On 29 May 1913, one of the biggest bangs in classical music history took place in the Théâtre des Champs-Élysées in Paris, being the premiere of The Rite of Spring, a ballet by Igor Stravinsky. A combination of the music, stage design, costumes, story and choreography led to a near-riot (or an actual one, depending on whose account you read. In an interview some time later, Stravinsky referred to Vaslav Nijinsky‘s “knocked-kneed and long-braided Lolitas”. There is very little information about the interview, but it is obviously some time later because 1) it was filmed and is now viewable on Youtube, 2) Stravinsky looks considerably advanced in years and 3) he uses the name Lolita in that way, placing the interview after the publication of Vladimir Nabokov’s novel in 1955 (when Stravinsky was 73). (Indeed, the poster of the video suggests the early 1960s.)

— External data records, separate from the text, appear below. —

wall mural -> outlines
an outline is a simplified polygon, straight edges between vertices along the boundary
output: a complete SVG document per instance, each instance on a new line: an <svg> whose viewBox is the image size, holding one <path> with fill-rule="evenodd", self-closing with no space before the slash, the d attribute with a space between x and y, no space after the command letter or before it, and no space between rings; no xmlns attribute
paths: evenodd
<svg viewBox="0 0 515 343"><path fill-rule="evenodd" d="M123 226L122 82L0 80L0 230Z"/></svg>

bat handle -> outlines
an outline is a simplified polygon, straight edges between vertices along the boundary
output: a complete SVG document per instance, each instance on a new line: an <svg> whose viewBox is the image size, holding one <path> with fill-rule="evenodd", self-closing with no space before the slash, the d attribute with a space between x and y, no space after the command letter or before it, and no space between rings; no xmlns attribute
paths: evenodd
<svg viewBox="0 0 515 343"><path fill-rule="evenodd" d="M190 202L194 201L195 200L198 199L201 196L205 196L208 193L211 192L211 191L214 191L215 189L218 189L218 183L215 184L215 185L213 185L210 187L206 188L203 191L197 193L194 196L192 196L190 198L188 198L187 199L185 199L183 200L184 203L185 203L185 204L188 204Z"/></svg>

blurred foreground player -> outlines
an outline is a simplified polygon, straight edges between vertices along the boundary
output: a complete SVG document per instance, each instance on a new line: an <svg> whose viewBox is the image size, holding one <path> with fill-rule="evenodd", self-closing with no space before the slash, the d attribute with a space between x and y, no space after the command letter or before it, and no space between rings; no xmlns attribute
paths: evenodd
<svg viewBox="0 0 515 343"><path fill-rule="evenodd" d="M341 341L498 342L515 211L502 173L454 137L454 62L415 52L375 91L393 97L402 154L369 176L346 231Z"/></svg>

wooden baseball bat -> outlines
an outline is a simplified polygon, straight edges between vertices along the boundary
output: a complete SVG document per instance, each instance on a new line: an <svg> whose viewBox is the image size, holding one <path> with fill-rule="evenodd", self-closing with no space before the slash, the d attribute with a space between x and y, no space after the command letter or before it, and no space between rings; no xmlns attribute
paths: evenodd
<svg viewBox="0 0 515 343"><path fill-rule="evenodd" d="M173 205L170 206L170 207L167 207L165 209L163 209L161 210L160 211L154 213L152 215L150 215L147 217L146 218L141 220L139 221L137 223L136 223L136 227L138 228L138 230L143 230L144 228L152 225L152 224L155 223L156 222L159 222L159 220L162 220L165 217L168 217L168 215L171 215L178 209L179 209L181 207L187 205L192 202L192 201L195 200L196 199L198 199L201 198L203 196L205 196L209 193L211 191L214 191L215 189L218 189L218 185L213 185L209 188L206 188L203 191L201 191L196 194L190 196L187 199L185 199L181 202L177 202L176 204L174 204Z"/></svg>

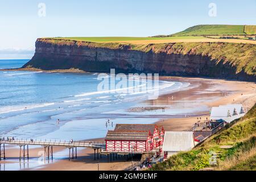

A lolita (more often lower-case, but Pages for Mac just upper-cased it), is now an alluring (at least to a certain kind of man) older girl or young teenager. (Nabokov’s narrator specifies the age range nine to 14; he also calls them demoniac, placing the blame on them rather than himself.) Even though The Rite of Spring is about a pagan fertility ritual, it is questionable as to how alluring the dancers were or are, or were or are meant to be.

But the name Lolita goes back further than Nabokov’s novel. Dolores is a good Spanish name (Maria Dolores, Saint Mary of the Sorrows), which became Lola, which became Lolita.